More and more families are having challenges making ends meet.


Food bank usage only continues to increase. If your social media feeds are like mine, you may have seen a stream of hard-wrenching videos of well-paid people literally crying in their cars because they can’t pay their bills AND feed their families. On the other side of it, some food banks aren’t able to keep enough food stocked – even opting to cancel volunteer shifts.

Not all factors that are driving up inflation on things like food and fuel are within the Canadian government’s control. Far from it. But they are the source of real pain for people, especially those making $40/hour or less. Governments at all levels need to ensure they’re not doing anything to make matters worse. And folks are looking for solutions in some form, from anyone that will provide them.


It was against this backdrop that the federal cabinet met this week in Charlottetown.


Cost of living, housing and general affordability dominated discussions over three days of confabs, we’re told. But when the PM and his team emerged, he offered no details, no plan, and no hope.


Perhaps they’re saving those up for a Fall economic statement. Or, more frighteningly, perhaps the idea cupboard – like home pantries across the country – is growing increasingly bare.


Certainly, it would appear that federal funds aren’t flowing as freely as they once might have. The Finance Minister and Treasury Board President have reportedly told their colleagues that money’s tight and program cuts are required.

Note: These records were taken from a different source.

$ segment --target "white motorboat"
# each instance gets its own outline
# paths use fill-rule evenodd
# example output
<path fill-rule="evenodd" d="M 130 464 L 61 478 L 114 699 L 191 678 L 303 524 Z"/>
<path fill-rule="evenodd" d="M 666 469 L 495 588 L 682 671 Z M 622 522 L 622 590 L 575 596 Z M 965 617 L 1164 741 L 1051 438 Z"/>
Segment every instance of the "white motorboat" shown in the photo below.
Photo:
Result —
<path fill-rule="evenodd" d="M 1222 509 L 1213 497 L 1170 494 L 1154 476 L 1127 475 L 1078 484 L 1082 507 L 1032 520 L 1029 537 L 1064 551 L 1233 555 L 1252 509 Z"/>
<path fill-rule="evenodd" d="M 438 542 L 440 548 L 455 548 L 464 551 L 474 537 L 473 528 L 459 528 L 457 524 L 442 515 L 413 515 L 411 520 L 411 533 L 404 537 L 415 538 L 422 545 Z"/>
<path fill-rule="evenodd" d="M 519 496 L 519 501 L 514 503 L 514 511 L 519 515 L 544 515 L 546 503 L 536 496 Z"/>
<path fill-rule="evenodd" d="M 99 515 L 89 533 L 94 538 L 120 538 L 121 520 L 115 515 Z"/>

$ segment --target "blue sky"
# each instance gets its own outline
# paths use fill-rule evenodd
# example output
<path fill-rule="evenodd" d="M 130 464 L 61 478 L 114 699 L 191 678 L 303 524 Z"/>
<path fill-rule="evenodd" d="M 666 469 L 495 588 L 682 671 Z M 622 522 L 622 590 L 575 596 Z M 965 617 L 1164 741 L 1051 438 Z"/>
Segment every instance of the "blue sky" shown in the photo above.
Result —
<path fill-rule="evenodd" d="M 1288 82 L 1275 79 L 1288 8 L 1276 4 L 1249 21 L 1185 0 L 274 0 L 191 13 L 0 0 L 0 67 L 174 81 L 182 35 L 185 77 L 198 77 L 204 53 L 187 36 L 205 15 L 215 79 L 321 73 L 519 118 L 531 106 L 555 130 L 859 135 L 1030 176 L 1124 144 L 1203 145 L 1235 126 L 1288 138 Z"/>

But is it too little too late?


There have been plenty of signs – in polls, in fundraising numbers, in media commentary, and in everyday conversations with exasperated fellow Canadians – that this is a government that is tiring on people and may have worn out its welcome for good.


Who knows? There is no federal election on the immediate horizon.


But after nearly nine years in office, it’s tough for any government to keep fresh, develop new ideas, and meaningfully change course. Summer polling shows the Trudeau Liberals now trailing badly and losing support in key regions and demographics that have been hardest hit by cost of living increases (and which have been key to past election victories).


If they can’t or won’t look at new approaches to fiscal and social policies that are hitting Canadian families squarely in the pocketbook, the PM and his team could be in for a rough ride and rude awakening. Voters are already shopping around for new and different options, and a new economic recipe to slow inflation and make life’s basic necessities – food, shelter, transportation – more affordable.